Last week, two former Senate Intelligence Committee members proposed a fix for the NSA no one has yet floated: making NSA’s Inspector General independent. Doing so, they argue, would give the IG more leeway to direct her investigations of the NSA and provide Congress needed insight into NSA’s real activities.

But one important option has yet to be proposed: creating an independent inspector general’s office at the NSA, comparable to the office that was created within the CIA in 1989.

[snip]

Not only was the inspector general’s office viewed differently after the law was passed, but the office itself was different. It decided which of the CIA’s activities would be investigated, inspected or audited without waiting for direction or approval from agency management. Employees of the IG’s office no longer had to worry about the potential effect on their careers if their findings and conclusions were critical of the agency.

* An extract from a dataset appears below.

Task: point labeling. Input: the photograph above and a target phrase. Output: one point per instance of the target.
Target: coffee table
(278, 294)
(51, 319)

They may not have always gotten everything right, but they were freer to call things as they saw them and did so, at times to the chagrin of CIA management.

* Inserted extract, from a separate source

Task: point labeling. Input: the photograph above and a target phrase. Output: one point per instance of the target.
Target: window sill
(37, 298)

Having an independent inspector general at the CIA produced other advantages for the oversight process: It gave the congressional intelligence committees a more reliable partner — an office that lawmakers could call upon to conduct investigations beyond their own capabilities — and they learned of problems they otherwise might not have come across.

The same dynamic is not possible at the NSA today because the agency’s inspector general is appointed by and works for the NSA director. For all practical purposes, he is a member of the director’s staff and does not report directly to the intelligence committees.

I’m particularly interested in this recommendation given a few data points from the transition period between the illegal phone dragnet to the Section 215 dragnet in 2006.

As the documents submitted in 2009 make clear, the dragnet remained largely if not entirely unchanged from what it was before 2006. The initial “bug” that “arose” in 2009 was really just a “feature” — an alert system on suspect phone identifiers — of the illegal program that never got shut down or properly disclosed to the FISA Court. Many of the subsequent “bugs” (such as access to the queried data for FBI and CIA) also seem to be “features” no one turned off to keep the program legal.

And the Inspector General (from 2002 to 2006, NSA defender Joel Brenner served in that role) knew about the features of the illegal program because he was belatedly read into the illegal program in 2002 and actually provided 3 suggestions to improve oversight of it (see pages 45-46). Among other things, Brenner instituted and attended monthly due diligence meetings.

As Keith Alexander’s February 2009 declaration to Reggie Walton reveals, as the program was transferring to FISC authorization in 2006, someone in the IG office suggested NSA tell the FISA Court how the alert system worked, but NSA chose not to follow that suggestion.

Agency records indicate that, in April 2006, when the Business Records Order was being proposed, NSA’s Office of Inspector General (“OIG”) suggested to SID personnel that the alert process be spelled out in any prospective Order for clarity but this suggestion was not adopted.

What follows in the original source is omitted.